Discovery of Novel Anti-Biofilm Agents from Soil Dwelling Bacteria

Abstract

Background: ESKAPE pathogens, as classified by the World Health Organization, pose a significant threat to global healthcare due to their resistance to antimicrobial agents. Among these pathogens, Pseudomonas aeruginosa is particularly troublesome due to its ability to form biofilms, which contribute to antimicrobial resistance and complicate treatment strategies. Developing novel antibiofilm agents capable of selectively targeting biofilm structures without affecting planktonic cells is essential for combating these pathogens. Natural products have long been recognized as valuable sources of bioactive compounds with diverse therapeutic properties. Derived from marine organisms, plants and microorganisms, natural products offer a rich reservoir of chemical diversity, making them attractive candidates for drug discovery efforts. In the past few years, there has been a focus on exploring natural products for drug discovery, prompted by the urgency to address antimicrobial resistance and find new solutions for combating biofilm formation. Given their historical significance and proven efficacy, natural products represent a promising avenue for developing new therapies to combat biofilm-associated infections.

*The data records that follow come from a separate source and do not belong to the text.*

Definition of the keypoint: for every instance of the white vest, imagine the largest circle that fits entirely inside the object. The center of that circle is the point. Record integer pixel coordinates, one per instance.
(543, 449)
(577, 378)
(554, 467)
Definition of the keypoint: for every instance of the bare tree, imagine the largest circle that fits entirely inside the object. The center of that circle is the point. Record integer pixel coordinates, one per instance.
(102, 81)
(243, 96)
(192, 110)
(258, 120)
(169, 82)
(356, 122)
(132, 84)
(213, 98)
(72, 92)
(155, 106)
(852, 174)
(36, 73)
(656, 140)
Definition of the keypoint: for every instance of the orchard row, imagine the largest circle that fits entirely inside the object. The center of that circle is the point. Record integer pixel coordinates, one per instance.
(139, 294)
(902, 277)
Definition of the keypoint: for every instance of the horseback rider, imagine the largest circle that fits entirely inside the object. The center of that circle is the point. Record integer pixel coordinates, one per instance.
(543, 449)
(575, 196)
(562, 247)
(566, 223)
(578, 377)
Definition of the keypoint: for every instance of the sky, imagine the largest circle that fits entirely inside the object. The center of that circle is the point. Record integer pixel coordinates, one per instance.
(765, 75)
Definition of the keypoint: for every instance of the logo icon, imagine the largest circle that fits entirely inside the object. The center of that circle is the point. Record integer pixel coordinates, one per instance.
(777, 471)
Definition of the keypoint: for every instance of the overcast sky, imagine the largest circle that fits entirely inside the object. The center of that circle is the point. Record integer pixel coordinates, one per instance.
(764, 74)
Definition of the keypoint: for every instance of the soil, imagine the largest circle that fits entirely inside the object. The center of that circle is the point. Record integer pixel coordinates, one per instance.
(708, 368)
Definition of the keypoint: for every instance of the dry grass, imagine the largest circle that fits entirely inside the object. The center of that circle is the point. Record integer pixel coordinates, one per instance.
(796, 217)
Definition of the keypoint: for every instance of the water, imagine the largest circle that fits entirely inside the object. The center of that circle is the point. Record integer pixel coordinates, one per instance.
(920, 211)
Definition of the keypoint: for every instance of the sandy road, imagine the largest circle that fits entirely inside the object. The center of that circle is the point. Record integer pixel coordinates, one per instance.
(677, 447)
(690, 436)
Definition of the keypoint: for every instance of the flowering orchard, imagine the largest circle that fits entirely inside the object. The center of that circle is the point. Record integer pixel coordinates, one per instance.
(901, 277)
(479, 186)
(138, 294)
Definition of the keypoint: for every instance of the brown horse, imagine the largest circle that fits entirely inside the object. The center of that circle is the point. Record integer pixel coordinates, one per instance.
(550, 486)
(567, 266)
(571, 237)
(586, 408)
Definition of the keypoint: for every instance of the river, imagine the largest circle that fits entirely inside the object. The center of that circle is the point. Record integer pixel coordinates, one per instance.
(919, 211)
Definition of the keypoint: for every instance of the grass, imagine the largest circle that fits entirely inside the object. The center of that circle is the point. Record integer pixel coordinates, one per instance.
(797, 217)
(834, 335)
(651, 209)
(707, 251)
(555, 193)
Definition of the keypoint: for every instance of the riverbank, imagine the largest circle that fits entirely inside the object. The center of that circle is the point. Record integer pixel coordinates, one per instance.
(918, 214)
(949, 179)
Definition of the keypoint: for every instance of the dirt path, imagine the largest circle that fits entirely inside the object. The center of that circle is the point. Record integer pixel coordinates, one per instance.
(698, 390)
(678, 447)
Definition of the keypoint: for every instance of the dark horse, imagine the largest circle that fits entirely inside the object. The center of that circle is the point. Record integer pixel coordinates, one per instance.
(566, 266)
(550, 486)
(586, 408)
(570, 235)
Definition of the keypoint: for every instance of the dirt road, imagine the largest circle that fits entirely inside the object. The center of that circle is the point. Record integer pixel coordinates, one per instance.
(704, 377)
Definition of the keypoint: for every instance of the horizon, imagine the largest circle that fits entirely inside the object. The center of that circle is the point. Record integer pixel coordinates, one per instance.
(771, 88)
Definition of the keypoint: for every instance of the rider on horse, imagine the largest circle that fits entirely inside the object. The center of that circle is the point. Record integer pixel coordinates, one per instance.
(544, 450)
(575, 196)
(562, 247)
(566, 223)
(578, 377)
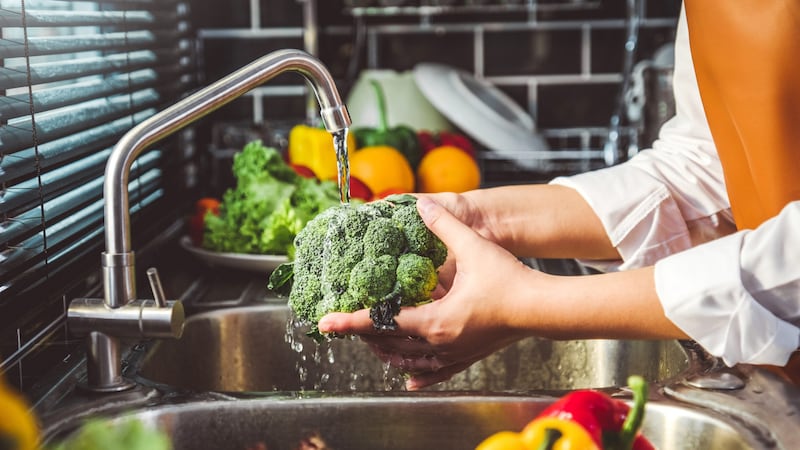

Materials: In this study, we investigated the potential of Streptomyces-derived natural products as antibiofilm agents against Pseudomonas aeruginosa biofilms. A Streptomyces strain (BM9) isolated from Beit Meri soil was cultured in a 6L of medium C, resulting in the production of secondary metabolites. These secondary metabolites were tested for their ability to inhibit biofilm formation of a clinical isolate of Pseudomonas aeruginosa (PAN14) without impacting planktonic cell growth. Bio-guided fractionation techniques were employed to isolate bioactive compounds, which were then evaluated for their efficacy in inhibiting biofilm formation and eradicating preformed biofilms using in vitro assays, including the Inhibition of biofilm formation (IF) and Eradication of Preformed Biofilm (PF) assays. The Minimum Biofilm Inhibitory Concentration (MBIC) of the pure compound was determined in addition to its impact on the MBIC of other antibiotics when combined together. Moreover, some physiological, phenotypic and genomic characterization of the bacterial strain BM9 were assessed.

Results: After the liquid-liquid partitioning, Hexane, Chloroform fractions showed significant anti-biofilm activity against Pseudomonas aeruginosa. Subsequent fractionation led to the isolation of a pure compound, exhibiting potent antibiofilm activity with a Minimum Biofilm Inhibitory concentration (MBIC) of 32 µg/mL against preformed biofilms of PAN14 without any effect on planktonic cells. This active compound showed a synergistic effect with two clinically used antibiotics: Gentamicin and Colistin. Furthermore, after the genomic analysis, BM9 was identified as Streptomyces galilaeus. These findings highlight the potential of Streptomyces-derived natural products as effective antibiofilm agents and emphasize the importance of evaluating their safety profiles for future therapeutic development.

Conclusion: The isolated compound from Streptomyces galilaeus BM9 demonstrates promising antibiofilm activity against P. aeruginosa biofilms and warrants further investigation for therapeutic development. This study highlights the potential of natural product-derived compounds as effective antibiofilm agents and underscores the importance of safety evaluation for future clinical applications. Further elucidation of the mechanism of action and additional purification of bioactive compounds from BM9 extract are essential for advancing this research toward clinical translation.